18. A recombinant cell or organism capable of producing tulipalin A (α-methylene-γ-butyrolactone), wherein the cell or organism comprises

(i) a first enzyme catalyzing the production of itaconyl-CoA from itaconic acid, wherein the first enzyme is at least one Acyl-CoA synthetase;

(ii) a second enzyme catalyzing the production of itaconate semialdehyde from itaconyl-CoA, wherein the second enzyme is at least one Acyl-CoA reductase; and

(iii) a third enzyme catalyzing the production of 2-Methylene-4-ol-butyric acid from itaconate semialdehyde, wherein the third enzyme is selected from the group consisting of Alcohol dehydrogenase, Lactaldehyde reductase, 3-sulfolactaldehyde reductase and Aldose/Aldehyde reductase;

wherein the recombinant cell or organism is selected from the group consisting of Escherichia coli wild type, Escherichia coli strain Ita23, Escherichia coli strain Ita36A and Pseudozyma tsukubaensis.
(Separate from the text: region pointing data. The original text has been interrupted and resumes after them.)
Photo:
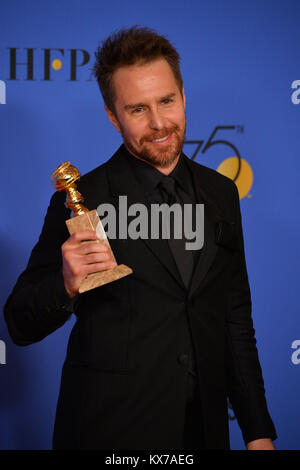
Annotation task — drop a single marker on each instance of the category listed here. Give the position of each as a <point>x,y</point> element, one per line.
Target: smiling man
<point>154,356</point>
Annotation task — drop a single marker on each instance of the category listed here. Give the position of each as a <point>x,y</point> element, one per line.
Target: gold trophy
<point>63,179</point>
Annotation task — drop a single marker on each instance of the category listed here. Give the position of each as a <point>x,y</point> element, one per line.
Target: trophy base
<point>90,221</point>
<point>104,277</point>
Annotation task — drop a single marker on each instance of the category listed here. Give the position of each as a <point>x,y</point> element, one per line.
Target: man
<point>153,356</point>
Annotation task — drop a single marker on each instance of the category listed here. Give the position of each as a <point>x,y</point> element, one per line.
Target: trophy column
<point>63,179</point>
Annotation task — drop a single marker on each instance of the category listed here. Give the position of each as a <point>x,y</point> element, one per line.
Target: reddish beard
<point>162,157</point>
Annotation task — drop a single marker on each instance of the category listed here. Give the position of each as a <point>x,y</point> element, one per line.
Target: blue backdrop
<point>240,65</point>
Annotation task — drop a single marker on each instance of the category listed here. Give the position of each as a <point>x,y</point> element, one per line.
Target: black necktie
<point>183,257</point>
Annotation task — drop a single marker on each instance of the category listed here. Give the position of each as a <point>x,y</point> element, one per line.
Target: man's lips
<point>162,140</point>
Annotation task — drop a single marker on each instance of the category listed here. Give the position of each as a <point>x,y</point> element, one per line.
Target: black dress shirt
<point>149,178</point>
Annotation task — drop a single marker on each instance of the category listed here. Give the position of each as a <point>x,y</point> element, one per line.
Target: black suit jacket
<point>124,380</point>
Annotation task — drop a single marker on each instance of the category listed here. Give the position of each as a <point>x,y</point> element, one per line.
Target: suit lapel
<point>122,182</point>
<point>211,216</point>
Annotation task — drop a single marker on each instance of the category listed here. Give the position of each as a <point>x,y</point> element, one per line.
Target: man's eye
<point>137,110</point>
<point>167,101</point>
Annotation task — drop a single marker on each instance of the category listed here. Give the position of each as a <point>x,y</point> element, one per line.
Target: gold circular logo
<point>244,180</point>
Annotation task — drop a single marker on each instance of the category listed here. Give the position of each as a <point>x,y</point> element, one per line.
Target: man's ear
<point>112,118</point>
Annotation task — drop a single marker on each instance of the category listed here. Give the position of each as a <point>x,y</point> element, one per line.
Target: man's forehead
<point>137,82</point>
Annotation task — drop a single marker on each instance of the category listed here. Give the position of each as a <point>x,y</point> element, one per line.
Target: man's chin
<point>161,158</point>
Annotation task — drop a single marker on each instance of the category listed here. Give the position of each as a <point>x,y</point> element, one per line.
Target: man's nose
<point>156,120</point>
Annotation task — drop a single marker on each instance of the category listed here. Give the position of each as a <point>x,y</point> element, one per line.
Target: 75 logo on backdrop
<point>295,96</point>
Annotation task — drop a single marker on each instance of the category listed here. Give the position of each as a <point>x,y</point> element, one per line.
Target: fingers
<point>82,254</point>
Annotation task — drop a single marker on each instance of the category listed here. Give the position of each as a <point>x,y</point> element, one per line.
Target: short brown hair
<point>129,47</point>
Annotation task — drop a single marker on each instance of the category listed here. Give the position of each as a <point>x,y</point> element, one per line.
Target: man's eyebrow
<point>140,105</point>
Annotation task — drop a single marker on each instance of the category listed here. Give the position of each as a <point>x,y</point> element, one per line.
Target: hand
<point>261,444</point>
<point>80,259</point>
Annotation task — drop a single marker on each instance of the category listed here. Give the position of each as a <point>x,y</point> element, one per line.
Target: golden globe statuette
<point>63,179</point>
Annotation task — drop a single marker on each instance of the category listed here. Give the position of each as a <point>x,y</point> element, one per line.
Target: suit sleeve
<point>245,380</point>
<point>39,304</point>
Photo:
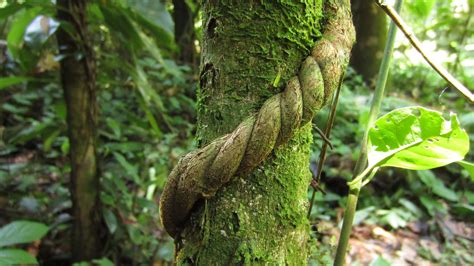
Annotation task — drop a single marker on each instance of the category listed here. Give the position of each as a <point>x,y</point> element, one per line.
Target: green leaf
<point>469,167</point>
<point>15,257</point>
<point>416,138</point>
<point>130,168</point>
<point>103,262</point>
<point>21,232</point>
<point>380,261</point>
<point>10,81</point>
<point>19,25</point>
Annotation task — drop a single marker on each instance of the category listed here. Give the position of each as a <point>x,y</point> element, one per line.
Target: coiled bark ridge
<point>201,173</point>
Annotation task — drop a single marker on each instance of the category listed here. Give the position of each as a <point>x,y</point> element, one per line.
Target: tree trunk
<point>259,218</point>
<point>78,81</point>
<point>371,31</point>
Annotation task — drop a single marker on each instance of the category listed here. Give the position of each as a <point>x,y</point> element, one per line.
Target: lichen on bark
<point>258,218</point>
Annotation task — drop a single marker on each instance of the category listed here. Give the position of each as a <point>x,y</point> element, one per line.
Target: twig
<point>392,13</point>
<point>322,155</point>
<point>358,172</point>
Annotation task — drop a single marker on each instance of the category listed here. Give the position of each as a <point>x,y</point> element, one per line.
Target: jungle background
<point>147,57</point>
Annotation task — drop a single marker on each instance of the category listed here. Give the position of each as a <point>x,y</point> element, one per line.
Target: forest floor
<point>412,245</point>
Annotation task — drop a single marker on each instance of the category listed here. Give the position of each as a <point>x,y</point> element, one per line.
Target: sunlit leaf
<point>103,262</point>
<point>416,138</point>
<point>10,81</point>
<point>380,261</point>
<point>15,257</point>
<point>469,167</point>
<point>21,232</point>
<point>9,10</point>
<point>39,30</point>
<point>17,31</point>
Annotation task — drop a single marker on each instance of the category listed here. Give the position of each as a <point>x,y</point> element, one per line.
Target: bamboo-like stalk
<point>393,14</point>
<point>362,160</point>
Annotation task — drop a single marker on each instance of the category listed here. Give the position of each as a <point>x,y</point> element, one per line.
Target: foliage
<point>19,232</point>
<point>147,121</point>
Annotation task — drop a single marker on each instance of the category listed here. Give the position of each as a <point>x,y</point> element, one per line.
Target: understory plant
<point>413,138</point>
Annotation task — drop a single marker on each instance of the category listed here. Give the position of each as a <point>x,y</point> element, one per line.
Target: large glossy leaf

19. The recombinant cell or organism according to claim 18, further comprising a fourth enzyme catalyzing the production of 4-acetyloxy-2-methylene butanoic acid from 2-Methylene-4-ol-butyric acid, wherein the fourth enzyme is selected from the group consisting of acyltransferases, carboxyesterases, carnitine acetyltransferases, galactoside O-acetyltransferases and alcohol acetyl transferases.

20. The recombinant cell or organism according to claim 18, further comprising a fourth enzyme catalyzing the intramolecular esterification of 2-Methylene-4-ol-butyric acid, wherein the fourth enzyme is selected from the group consisting of at least one thioesterase and at least one lactonase.